With the main body of water chopped up because of wind against tide, they headed into one of the tributaries leading off the Barwon toward the Wallington wetlands, which not only provided shelter from rough and windy weather, but less interaction from most of the other species in the estuary.
There wasn’t much doing at first, but as the incoming tide eased off in the late afternoon they caught a couple of decent size bream; one just on 40 cm. However, they persisted, and as the tide began trickling off toward evening, Tom’s rod bent over in a graceful arc, quite unlike the bite of a bream. In fact the fish was a luderick that weighed just over a kilogram and took a sandworm; this was soon matched by another for Keith in almost identical circumstances.
Jamie Behrens with a 17 kg mulloway that he caught from the Maroochy River (Photo Jamie Behrens)..
One of Jamie Behrens mulloway that weighed 14 kg, and a stargazer, that he caught in the Maroochy River.
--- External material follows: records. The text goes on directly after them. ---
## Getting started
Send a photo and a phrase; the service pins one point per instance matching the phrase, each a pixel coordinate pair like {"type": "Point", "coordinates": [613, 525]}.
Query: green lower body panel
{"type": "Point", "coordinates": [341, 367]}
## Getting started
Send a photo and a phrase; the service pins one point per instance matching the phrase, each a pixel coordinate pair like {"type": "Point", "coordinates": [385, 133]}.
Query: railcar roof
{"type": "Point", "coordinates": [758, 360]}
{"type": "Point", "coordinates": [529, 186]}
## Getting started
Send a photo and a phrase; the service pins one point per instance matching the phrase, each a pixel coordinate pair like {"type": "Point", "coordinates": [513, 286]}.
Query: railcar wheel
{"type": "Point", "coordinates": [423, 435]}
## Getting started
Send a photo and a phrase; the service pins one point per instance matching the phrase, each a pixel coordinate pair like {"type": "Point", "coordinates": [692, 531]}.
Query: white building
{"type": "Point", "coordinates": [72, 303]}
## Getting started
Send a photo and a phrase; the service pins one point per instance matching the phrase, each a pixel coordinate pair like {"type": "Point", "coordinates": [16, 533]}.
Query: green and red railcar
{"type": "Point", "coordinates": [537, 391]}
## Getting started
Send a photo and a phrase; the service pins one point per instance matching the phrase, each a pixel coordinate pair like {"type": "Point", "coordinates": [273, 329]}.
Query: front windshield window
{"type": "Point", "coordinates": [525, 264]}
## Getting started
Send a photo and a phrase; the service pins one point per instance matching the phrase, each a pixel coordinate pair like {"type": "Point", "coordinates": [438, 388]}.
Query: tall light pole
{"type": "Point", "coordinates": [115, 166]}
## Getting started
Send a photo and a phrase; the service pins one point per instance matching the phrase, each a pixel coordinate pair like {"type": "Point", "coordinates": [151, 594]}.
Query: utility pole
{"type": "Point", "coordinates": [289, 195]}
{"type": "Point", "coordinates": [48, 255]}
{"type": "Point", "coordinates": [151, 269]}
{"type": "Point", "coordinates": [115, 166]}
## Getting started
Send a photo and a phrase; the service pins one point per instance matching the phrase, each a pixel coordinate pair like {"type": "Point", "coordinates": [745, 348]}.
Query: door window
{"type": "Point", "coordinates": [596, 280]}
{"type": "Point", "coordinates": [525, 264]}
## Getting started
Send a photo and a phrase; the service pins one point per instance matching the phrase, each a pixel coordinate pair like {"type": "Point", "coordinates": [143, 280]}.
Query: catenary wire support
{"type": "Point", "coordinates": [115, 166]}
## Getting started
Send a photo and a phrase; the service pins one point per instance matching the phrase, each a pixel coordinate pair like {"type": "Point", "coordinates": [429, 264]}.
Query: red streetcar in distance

Both were caught on live mullet that he catches in a cast net (Photo Jamie Behrens).
Erstwhile Barwon Heads’ gun angler, Jamie Behrens, has lived in Maroochydore Queensland for some time now, and his fishing continues from blue water to estuary, all of which provide abundant returns.
Jamie sent me photos of half a dozen of mulloway that he’d caught from the Maroochy River on different nights last week ranging from 9 to 17 kg. He also sent in a picture of a stargazer that he caught, and which was the subject of our question last week.
On Friday night he took his 9 year old son Mitchell out with him and the lad caught a beauty of 18 kg. On Sunday night he took his 10 year old son Michael out with him and a double strike on the live mullet – that Jamie catches in a cast net – had them both fully occupied.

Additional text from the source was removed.